Transitioning to qualitative assessment entails using tools like single-point rubrics or structured reflection sheets that students can use to process feedback, identify strengths, and use those strengths to set new goals for future learning. Reframing assessment in this way not only makes it an asset-based experience, giving students more than a letter grade, but it helps them internalize feedback, making them partners in the process of humanizing assessment.
Teach in Three Dimensions
In order to more effectively reach my students during distance teaching, I made sure to keep my whole-group lessons as short as possible. After all, learning within the whole group is important. It builds a collective consciousness within the classroom, connecting learners through shared experiences. That said, spending too much time in whole-group instruction creates a culture of dependent learning, leveraging outdated practices like lecturing or rote memorization.
Whole-group instruction is just one dimension of teaching, and our pedagogy ultimately becomes more humanizing and more personalized when we leverage the other two dimensions of instruction: small-group instruction and individualized conferences.
By taking a three-dimensional approach to teaching I found that I was able to reach my students on a more individualized level, making time for small-group learning and conferencing almost every day and in almost every subject. This manner of instruction allows teachers to embed feedback within the instructional block, as opposed to providing it after students have turned in their work.
Prioritize Connection
One of the biggest myths behind personalized learning is that the more we individualize, the more personalized learning will be. But this simply isn’t true. Personalization can, in fact, happen within all three of the aforementioned dimensions of teaching if we leverage humanizing pedagogies that keep kids connected to one another.

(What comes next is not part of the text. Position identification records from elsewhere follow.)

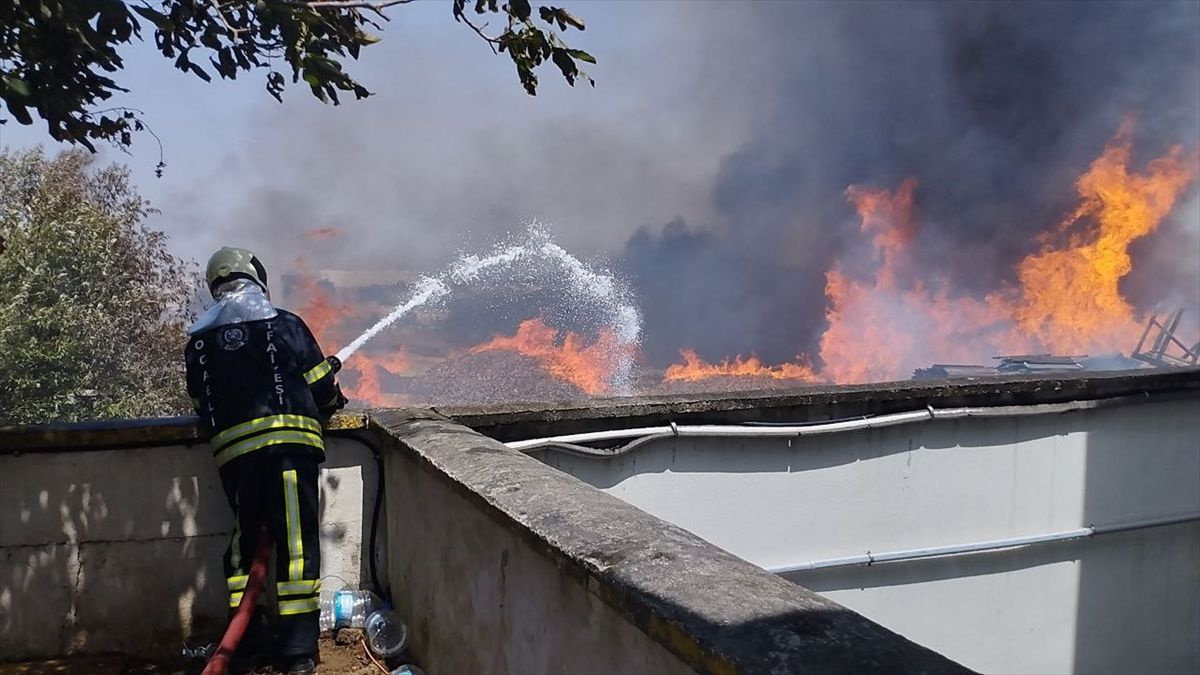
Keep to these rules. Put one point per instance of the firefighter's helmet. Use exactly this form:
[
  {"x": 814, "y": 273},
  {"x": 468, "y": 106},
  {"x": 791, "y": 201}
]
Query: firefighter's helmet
[{"x": 231, "y": 263}]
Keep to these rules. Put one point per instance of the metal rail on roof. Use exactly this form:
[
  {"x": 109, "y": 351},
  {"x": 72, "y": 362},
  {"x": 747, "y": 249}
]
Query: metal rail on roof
[
  {"x": 869, "y": 557},
  {"x": 571, "y": 443}
]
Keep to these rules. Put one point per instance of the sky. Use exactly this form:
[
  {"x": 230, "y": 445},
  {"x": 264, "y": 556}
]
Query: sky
[
  {"x": 449, "y": 120},
  {"x": 708, "y": 166}
]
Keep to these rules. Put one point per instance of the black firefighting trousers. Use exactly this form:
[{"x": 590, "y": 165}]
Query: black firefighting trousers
[{"x": 281, "y": 490}]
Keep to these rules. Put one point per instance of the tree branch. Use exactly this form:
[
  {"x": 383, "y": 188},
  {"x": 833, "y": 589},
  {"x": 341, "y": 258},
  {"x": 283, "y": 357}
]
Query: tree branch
[
  {"x": 479, "y": 30},
  {"x": 233, "y": 31},
  {"x": 376, "y": 6}
]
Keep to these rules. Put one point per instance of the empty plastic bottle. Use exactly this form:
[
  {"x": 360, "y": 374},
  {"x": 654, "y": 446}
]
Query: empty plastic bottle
[
  {"x": 347, "y": 609},
  {"x": 387, "y": 634}
]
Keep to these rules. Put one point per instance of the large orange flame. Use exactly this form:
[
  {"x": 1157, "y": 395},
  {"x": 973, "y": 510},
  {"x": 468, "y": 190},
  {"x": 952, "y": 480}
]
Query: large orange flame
[
  {"x": 587, "y": 366},
  {"x": 1069, "y": 296},
  {"x": 1067, "y": 299},
  {"x": 695, "y": 369},
  {"x": 367, "y": 388}
]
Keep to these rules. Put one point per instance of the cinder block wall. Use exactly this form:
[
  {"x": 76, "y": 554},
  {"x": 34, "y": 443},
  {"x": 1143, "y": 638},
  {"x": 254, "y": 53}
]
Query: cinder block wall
[{"x": 119, "y": 550}]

Specifically, I’m referring to “complex instruction,” a term originally coined by Stanford researchers Elizabeth Cohen and Rachel Lotan in 1997. Complex instruction leverages open-ended tasks, specifically designed for diverse groups of learners. Students of varied ability levels are able to access open-ended tasks, finding entry points that correlate with their strengths. This style of curriculum design keeps learners connected to one another through common tasks, cultivating an academic sense of belonging among students, while naturally personalizing your curriculum through student agency.
Humanizing Learning to Heal
Ultimately, we must prioritize healing in this upcoming year—and perhaps this is something we should have always been doing. Our classrooms and our schools should be places where our students can engage in the process of becoming more and more human as they learn and grow. This is especially true as our students carry in the trauma, pain and disconnection that have resulted from a year of learning through a pandemic.